CIOs beware: Either they plan to deal with the rapidly changing certificates or they will disappear from the scene

CIOs beware: Either they plan to deal with the rapidly changing certificates or they will disappear from the scene

But certificates for email are only a small part of the problem. Thanks to the adoption of complex infrastructures like IIoT, JSON Web Tokens, and Kubernetes, enterprises already have hundreds of thousands of machine identities in use, secured by SSL/TLS certificates with lifetimes ranging from years to minutes. A single physical device can run hundreds of short-lived workloads. And certificates are often poorly managed and secured, even by companies in regulated industries like finance. Erik Wahlstrom, VP Analyst at Gartner, reckons that there are typically more machine identities than human ones. That number continues to grow, especially with the adoption of AI tools that require credentials for both the systems they access and the people they act on behalf of. According to a study by Coleman Parkes for automation provider Venafi, companies with more than 10,000 employees will have up to 1.3 million machine identities and certificates to manage by 2025.

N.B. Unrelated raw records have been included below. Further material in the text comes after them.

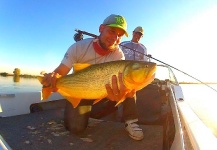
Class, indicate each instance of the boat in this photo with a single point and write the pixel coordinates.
(168, 123)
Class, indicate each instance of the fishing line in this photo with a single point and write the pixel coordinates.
(95, 36)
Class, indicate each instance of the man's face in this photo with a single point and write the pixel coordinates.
(110, 37)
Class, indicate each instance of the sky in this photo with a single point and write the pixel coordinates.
(34, 35)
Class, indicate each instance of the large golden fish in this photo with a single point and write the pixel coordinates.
(88, 81)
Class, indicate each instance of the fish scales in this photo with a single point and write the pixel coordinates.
(88, 82)
(97, 76)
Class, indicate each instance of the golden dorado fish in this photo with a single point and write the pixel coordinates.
(88, 81)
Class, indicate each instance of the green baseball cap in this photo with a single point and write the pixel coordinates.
(116, 21)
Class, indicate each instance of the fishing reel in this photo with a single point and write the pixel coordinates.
(78, 36)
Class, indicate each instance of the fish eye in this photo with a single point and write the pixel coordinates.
(136, 66)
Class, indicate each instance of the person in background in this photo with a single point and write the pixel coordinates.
(134, 50)
(104, 48)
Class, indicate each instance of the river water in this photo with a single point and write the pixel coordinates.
(202, 99)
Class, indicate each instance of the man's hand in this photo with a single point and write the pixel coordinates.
(117, 94)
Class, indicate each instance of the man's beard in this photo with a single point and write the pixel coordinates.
(110, 48)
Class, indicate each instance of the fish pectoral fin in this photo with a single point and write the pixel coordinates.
(120, 101)
(46, 92)
(74, 101)
(97, 100)
(80, 66)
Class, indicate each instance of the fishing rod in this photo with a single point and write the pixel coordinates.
(95, 36)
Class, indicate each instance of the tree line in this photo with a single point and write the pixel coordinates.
(17, 73)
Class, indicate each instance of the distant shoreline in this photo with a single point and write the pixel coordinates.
(197, 83)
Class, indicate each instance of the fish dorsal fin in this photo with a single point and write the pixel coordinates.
(40, 78)
(80, 66)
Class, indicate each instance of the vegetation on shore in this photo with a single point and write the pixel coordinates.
(197, 82)
(17, 73)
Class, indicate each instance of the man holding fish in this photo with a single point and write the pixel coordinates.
(104, 49)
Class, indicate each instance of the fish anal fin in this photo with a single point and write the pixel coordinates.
(74, 101)
(46, 92)
(97, 100)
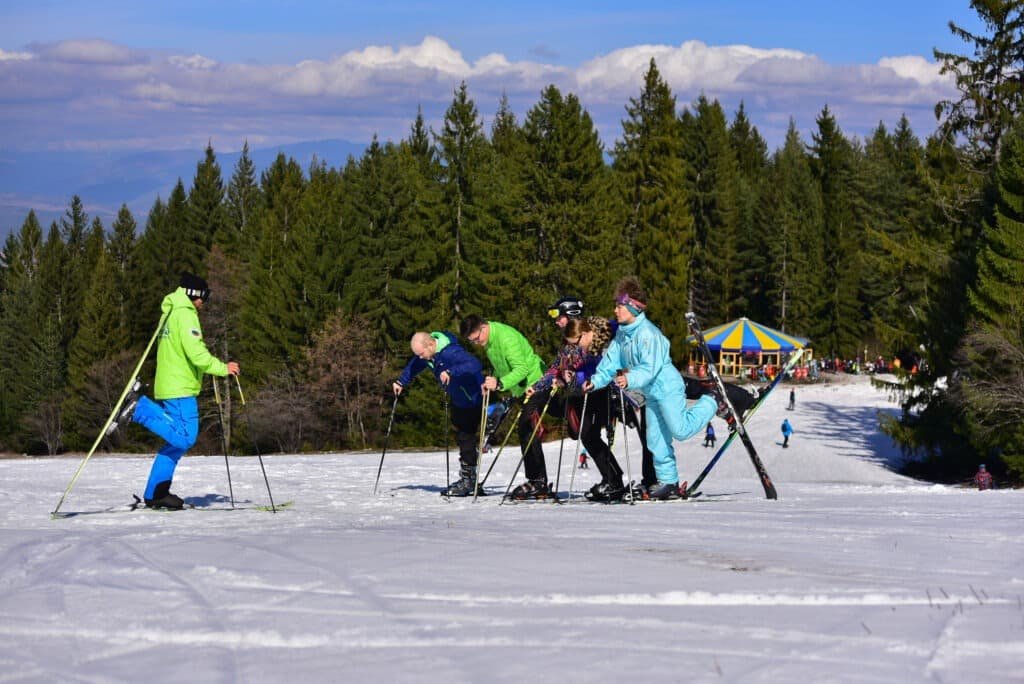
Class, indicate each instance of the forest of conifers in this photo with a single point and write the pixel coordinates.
(905, 244)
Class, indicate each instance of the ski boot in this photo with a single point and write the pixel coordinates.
(465, 485)
(162, 498)
(605, 493)
(665, 492)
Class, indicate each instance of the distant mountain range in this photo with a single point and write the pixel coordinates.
(46, 181)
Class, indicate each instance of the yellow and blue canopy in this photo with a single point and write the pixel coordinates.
(743, 335)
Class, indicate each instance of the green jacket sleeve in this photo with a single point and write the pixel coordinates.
(196, 351)
(516, 366)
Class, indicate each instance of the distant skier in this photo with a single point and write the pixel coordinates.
(181, 360)
(786, 431)
(710, 435)
(983, 478)
(460, 375)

But manual scripts, spreadsheets and homegrown automation aren’t enough to support those numbers, especially since most organizations have little visibility into how many certificates and machine identities they already use. “When people do a more comprehensive discovery and inventory, they’ll be shocked at how quickly that number is growing,” says Geoff Cairns, principal analyst at Forrester Research.

The fact that workloads are stored digitally in different databases and user stores doesn’t help. “They all require identifiers and credentials like certificates, secrets and keys, and companies have to manage all of that,” says Wahlstrom. But that doesn’t usually happen, and the scale of this challenge is underestimated, he adds, if companies don’t have a tool in place to help them manage all of that in their hybrid and multi-cloud environments.